Effendi Kathryn, Rahadiani Nur, Stephanie Marini, Kurebayashi Yutaka, Tsujikawa Hanako, Jasirwan Chyntia O M, Syaiful Ridho A, Sakamoto Michiie
Department of Pathology, Keio University School of Medicine, Tokyo, Japan.
Department of Anatomical Pathology, Faculty of Medicine Universitas Indonesia/Dr. Cipto Mangunkusumo Hospital, Jakarta, Indonesia.
J Clin Exp Hepatol. 2024 Nov-Dec;14(6):101451. doi: 10.1016/j.jceh.2024.101451. Epub 2024 May 23.
Standardized pathological evaluation based on immunohistochemical (IHC) analysis could improve hepatocellular carcinoma (HCC) diagnoses worldwide. We evaluated differences in clinicopathological subgroups in HCCs from two academic institutions in Tokyo-Japan, and Jakarta-Indonesia.
Clinicopathological parameters and molecular expression patterns were evaluated in 35 HCCs from Indonesia and 41 HCCs from Japan. IHC analysis of biliary/stem cell (B/S) markers (cytokeratin 19, sal-like protein 4, epithelial cell adhesion molecule) and Wnt/β-catenin (W/B) signaling-related molecules (β-catenin, glutamine synthetase) could determine the IHC-based subgroups. For immuno-subtypes categorization, CD3/CD79α double immunohistochemistry was done to evaluate the infiltration of T and B cells. CD34 staining allowed identification of vessels that encapsulated tumor clusters (VETC).
Indonesian HCC patients were mostly <60 years old (66%) with a hepatitis B virus (HBV) background (82%), in contrast to Japanese HCC patients (8% and 19%, respectively, both < 0.001).
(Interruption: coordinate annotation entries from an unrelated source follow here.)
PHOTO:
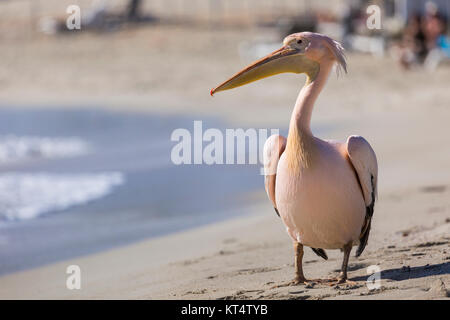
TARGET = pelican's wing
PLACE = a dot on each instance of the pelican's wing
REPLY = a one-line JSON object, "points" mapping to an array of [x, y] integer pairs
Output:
{"points": [[364, 161], [273, 149]]}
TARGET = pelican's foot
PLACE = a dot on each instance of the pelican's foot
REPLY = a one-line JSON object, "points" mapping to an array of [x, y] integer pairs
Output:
{"points": [[340, 280]]}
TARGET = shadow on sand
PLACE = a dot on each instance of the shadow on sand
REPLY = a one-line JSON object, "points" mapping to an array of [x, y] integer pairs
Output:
{"points": [[406, 272]]}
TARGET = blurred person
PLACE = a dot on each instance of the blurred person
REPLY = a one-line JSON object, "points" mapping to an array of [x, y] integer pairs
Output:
{"points": [[437, 44]]}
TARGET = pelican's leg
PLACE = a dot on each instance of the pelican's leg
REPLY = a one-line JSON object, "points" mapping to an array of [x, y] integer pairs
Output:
{"points": [[299, 277], [342, 278], [343, 275]]}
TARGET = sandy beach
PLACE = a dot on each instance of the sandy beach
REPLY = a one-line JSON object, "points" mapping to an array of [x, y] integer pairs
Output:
{"points": [[169, 70]]}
In comparison with Japanese, Indonesian cases more frequently had >5 cm tumor size (74% vs 23%, = 0.001), poor differentiation (40% vs 24%), portal vein invasion (80% vs 61%), and α-fetoprotein levels >500 ng/ml (45% vs 13%, = 0.005). No significant differences were found in the proportions of B/S, W/B, and -/- subgroups from both countries. No immune-high tumors were observed among Indonesian cases, and immune-low tumors (66%) were more common than in Japanese cases (54%). VETC-positive tumors in Indonesia were significantly more common (29%), and most were in the HBV (90%) and -/- subgroups (90%), whereas Japanese VETC cases (10%, = 0.030) were nonviral (100%) and W/B subgroups (75%).
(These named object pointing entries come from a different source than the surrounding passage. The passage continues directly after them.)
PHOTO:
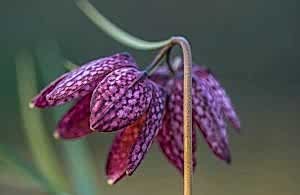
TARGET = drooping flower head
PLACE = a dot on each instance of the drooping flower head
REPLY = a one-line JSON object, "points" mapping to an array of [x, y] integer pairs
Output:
{"points": [[211, 107], [111, 94]]}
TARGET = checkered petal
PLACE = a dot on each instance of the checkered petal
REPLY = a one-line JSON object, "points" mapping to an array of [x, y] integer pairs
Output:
{"points": [[219, 93], [150, 129], [117, 161], [83, 80], [170, 137], [119, 100], [40, 100], [208, 117], [75, 123]]}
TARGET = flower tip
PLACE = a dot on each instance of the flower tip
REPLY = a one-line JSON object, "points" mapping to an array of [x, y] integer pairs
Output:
{"points": [[228, 159], [110, 182], [92, 128], [31, 105], [56, 135]]}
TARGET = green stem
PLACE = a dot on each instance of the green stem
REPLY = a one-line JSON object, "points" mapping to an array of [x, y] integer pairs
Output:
{"points": [[115, 32]]}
IHC-based analysis more precisely reflected the clinicopathological differences of HCCs in Japan and Indonesia. These findings provide new insights into standardization attempts and HCC heterogeneity among countries.
基于免疫组织化学(IHC)分析的标准化病理评估可改善全球肝细胞癌(HCC)的诊断。我们评估了来自日本东京和印度尼西亚雅加达的两个学术机构的HCC临床病理亚组的差异。
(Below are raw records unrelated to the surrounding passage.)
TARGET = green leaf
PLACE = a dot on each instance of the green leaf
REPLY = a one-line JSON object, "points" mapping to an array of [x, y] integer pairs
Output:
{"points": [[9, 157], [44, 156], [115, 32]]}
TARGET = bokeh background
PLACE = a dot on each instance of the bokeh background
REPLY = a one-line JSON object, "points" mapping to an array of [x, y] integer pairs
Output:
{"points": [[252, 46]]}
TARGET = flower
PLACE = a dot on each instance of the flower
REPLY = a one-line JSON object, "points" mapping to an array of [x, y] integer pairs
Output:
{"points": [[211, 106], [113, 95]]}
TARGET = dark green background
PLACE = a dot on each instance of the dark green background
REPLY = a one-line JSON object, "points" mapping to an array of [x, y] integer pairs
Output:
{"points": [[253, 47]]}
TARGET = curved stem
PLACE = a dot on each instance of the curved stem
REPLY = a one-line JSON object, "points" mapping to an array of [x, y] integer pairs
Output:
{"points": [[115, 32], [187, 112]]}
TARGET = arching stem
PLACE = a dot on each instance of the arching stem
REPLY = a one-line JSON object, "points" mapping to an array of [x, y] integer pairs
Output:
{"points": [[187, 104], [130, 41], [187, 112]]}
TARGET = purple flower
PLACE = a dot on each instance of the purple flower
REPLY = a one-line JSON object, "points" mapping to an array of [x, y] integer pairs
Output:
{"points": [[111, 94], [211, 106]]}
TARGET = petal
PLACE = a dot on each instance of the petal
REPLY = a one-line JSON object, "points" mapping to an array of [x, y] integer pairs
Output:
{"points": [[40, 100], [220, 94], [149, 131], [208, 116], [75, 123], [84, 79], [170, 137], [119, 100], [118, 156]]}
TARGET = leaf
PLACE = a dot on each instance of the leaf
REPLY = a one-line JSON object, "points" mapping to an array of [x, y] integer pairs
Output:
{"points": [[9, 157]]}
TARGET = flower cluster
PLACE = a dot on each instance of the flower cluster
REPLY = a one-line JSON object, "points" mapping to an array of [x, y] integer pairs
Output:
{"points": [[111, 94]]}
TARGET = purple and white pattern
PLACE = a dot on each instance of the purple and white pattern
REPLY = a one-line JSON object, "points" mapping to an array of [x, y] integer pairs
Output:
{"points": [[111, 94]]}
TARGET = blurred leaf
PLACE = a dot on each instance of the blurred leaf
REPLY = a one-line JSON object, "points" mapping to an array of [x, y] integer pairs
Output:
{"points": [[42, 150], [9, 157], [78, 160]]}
对来自印度尼西亚的35例HCC和来自日本的41例HCC的临床病理参数和分子表达模式进行评估。对胆管/干细胞(B/S)标志物(细胞角蛋白19、SALL4蛋白、上皮细胞粘附分子)和Wnt/β-连环蛋白(W/B)信号相关分子(β-连环蛋白、谷氨酰胺合成酶)进行IHC分析,可确定基于IHC的亚组。对于免疫亚型分类,进行CD3/CD79α双重免疫组织化学以评估T细胞和B细胞的浸润。CD34染色可识别包裹肿瘤簇的血管(VETC)。
印度尼西亚HCC患者大多年龄小于60岁(66%),有乙型肝炎病毒(HBV)感染背景(82%),而日本HCC患者分别为8%和19%(均P<0.001)。与日本患者相比,印度尼西亚患者肿瘤大小>5 cm更为常见(74%对23%,P = 0.001)、分化差(40%对24%)、门静脉侵犯(80%对61%)以及甲胎蛋白水平>500 ng/ml(45%对13%,P = 0.005)。两国B/S、W/B和-/-亚组的比例无显著差异。印度尼西亚病例中未观察到免疫高肿瘤,免疫低肿瘤(66%)比日本病例(54%)更常见。印度尼西亚VETC阳性肿瘤明显更常见(29%),且大多数在HBV(90%)和-/-亚组(90%)中,而日本VETC病例(10%,P = 0.030)为非病毒(100%)和W/B亚组(75%)。
基于IHC的分析更准确地反映了日本和印度尼西亚HCC的临床病理差异。这些发现为标准化尝试及各国HCC异质性提供了新见解。